By most measures, the credit union difference aligns beautifully with the priorities of younger Americans. This includes a preference to engage with community-oriented businesses and a focus on financial wellness.
Industry metrics paint a more challenging picture, however. The average age of a credit union member is higher than a typical bank customer’s, and a Filene Research Institute study finds that over the past two decades, the median age of a credit union member has risen from 42 to 52.
Whether the issue is rooted in messaging, marketing reach, or service offerings, it’s clear that action is necessary. That’s particularly true as the next generation progresses into its peak earning years and ponders the financing of home purchases and their children’s educations, and many become recipients of the great wealth transfer.
A growing number of credit unions are taking conscious steps to attract and engage a younger member demographic. “Younger” is a subjective term, and research reveals the perils of approaching even a cohort such as Generation Z as a single, monolithic group.
This article focuses on solutions geared toward the under-35 segment. However, any initiatives increasing the inflow of members below today’s median age are likely to bear fruit.
A common theme emerges among fintechs focused on this space.

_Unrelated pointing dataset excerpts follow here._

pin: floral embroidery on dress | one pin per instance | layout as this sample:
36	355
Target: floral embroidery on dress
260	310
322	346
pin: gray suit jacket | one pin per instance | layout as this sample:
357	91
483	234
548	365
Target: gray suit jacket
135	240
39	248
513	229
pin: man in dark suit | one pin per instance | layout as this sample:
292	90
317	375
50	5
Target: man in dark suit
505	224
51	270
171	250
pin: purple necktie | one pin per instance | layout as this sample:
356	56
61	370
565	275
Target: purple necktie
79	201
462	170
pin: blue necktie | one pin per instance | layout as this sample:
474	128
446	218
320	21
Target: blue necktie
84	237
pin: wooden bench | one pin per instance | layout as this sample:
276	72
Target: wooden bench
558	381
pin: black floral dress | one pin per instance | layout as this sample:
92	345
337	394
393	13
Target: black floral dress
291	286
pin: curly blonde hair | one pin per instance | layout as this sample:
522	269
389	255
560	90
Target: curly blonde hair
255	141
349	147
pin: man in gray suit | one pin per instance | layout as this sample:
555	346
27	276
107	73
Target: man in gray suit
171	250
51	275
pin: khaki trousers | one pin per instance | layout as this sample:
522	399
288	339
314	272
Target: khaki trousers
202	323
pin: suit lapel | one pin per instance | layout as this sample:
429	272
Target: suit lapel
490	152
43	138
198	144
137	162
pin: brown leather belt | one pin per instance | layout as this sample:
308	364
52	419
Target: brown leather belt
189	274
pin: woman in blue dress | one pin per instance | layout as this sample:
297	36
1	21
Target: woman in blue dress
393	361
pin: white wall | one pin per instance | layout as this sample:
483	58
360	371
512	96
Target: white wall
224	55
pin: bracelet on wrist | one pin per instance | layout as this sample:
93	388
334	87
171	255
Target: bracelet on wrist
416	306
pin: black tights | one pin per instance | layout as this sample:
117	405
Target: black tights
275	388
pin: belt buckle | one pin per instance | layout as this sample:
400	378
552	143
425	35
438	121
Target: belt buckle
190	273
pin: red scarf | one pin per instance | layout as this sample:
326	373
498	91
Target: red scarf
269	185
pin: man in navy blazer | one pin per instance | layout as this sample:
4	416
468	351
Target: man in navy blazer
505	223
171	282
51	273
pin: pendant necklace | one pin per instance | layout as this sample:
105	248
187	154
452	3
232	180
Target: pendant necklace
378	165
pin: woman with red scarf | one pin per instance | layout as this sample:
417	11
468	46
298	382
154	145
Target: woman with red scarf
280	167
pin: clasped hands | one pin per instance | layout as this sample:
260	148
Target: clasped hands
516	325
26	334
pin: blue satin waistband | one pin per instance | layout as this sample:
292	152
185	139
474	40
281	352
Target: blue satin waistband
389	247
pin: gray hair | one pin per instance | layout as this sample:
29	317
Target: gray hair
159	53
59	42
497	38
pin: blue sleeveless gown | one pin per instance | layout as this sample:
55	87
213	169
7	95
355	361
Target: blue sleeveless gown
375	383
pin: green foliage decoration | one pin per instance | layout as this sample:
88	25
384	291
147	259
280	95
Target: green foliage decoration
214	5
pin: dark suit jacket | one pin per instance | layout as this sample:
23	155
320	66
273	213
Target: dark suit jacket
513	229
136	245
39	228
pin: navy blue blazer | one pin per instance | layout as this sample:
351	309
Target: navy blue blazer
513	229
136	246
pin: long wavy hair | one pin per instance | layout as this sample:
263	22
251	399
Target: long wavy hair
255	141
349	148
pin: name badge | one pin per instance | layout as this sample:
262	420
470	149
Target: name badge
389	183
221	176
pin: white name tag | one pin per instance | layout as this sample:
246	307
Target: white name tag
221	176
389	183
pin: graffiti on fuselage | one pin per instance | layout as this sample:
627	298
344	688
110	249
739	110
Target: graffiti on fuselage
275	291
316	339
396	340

Each of the three startups featured here began by pursuing a direct-to-consumer model.
Each soon pivoted its approach, however, upon learning more about the credit union ecosystem and the clear alignment of mission. All three now partner with credit unions as their primary distribution channel.
Harrison Hochman started Sparrow during the pandemic based on a pair of core principles: earn consumers’ trust rather than purchasing their loyalty, and solidify a relationship during their most impressionable years.
Sparrow’s vehicle for achieving these goals is a credit union-hosted marketplace for student lending.
“Once someone gets to the age where they fall within a typical credit union’s core competency, it’s already too late to try to attract them from other financial institutions,” says Hochman. “If a credit union doesn’t provide constancy of value during those impressionable college years, they’re implicitly opening the door for others.”
Hochman equates the borrower experience on Sparrow as “an Expedia for student loans.” The difference on the lender side is dramatic, however, compared to the travel platform’s disintermediating practice of holding providers at arm’s length.
Sparrow’s heuristics map the prospective borrower to available lenders. If the hosting credit union wishes to fund the loan, a right of first refusal can be programmed in.
Hochman says few of Sparrow’s more than 60 partners actually originate student loans. Of the twenty lenders currently on the platform, 16 are nondepository institutions such as state agencies.
“I imagine that over time our partners will become more comfortable with the asset class, but we don’t require it,” he says.
All In Credit Union in Daleville, Ala., recently deployed Sparrow as a student debt refinancing tool.
“Our board has concerns about the inherent credit risk of adding student loans to our portfolio, but we want to help our members get a better deal,” says Todd Peeples, senior vice president of sales and lending administration at the $3 billion asset credit union. “We like the options Sparrow provides to borrowers, offering various scenarios in term, etc.”
All In is advertising the enhanced refinancing capability in the community in addition to promoting directly to members. The tool is available to nonmembers on the website with no login required.
“Sparrow sends us activity data, which we can use to reach out and convert new members,” says Peeples.
“The value we provide credit unions isn’t necessarily a student loan,” Hochman says.
Sparrow identifies ideal cross-sell prospects, young consumers with no banking loyalty, and those with limited credit or income, he says. “You’re solving for their most important financial problem to date,” not to mention potentially delighting a parent who may or may not be a member.
Although loan payments are made to the lender or servicer, Hochman contends borrowers will return to the credit union for future needs. “Without redoing all the work, they come back to where the data resides.”
The credit union also gains the opportunity to foster the relationship with ongoing communication, whether financial tips or additional offers.
Sparrow, the winner of VentureTech’s 2023 pitch competition, has generated $1 billion of prequalification volume to date; 70% from nonmembers. In addition to credit unions, Sparrow distributes its service through “media companies” like U.S. News’ Top Colleges website.
In terms of measurable near-term return on investment, credit union partners receive 100% of loan origination fees as a pass through. “But that’s the cherry on top,” says Hochman. “We consider that the third priority, after new members and deeper relationships.”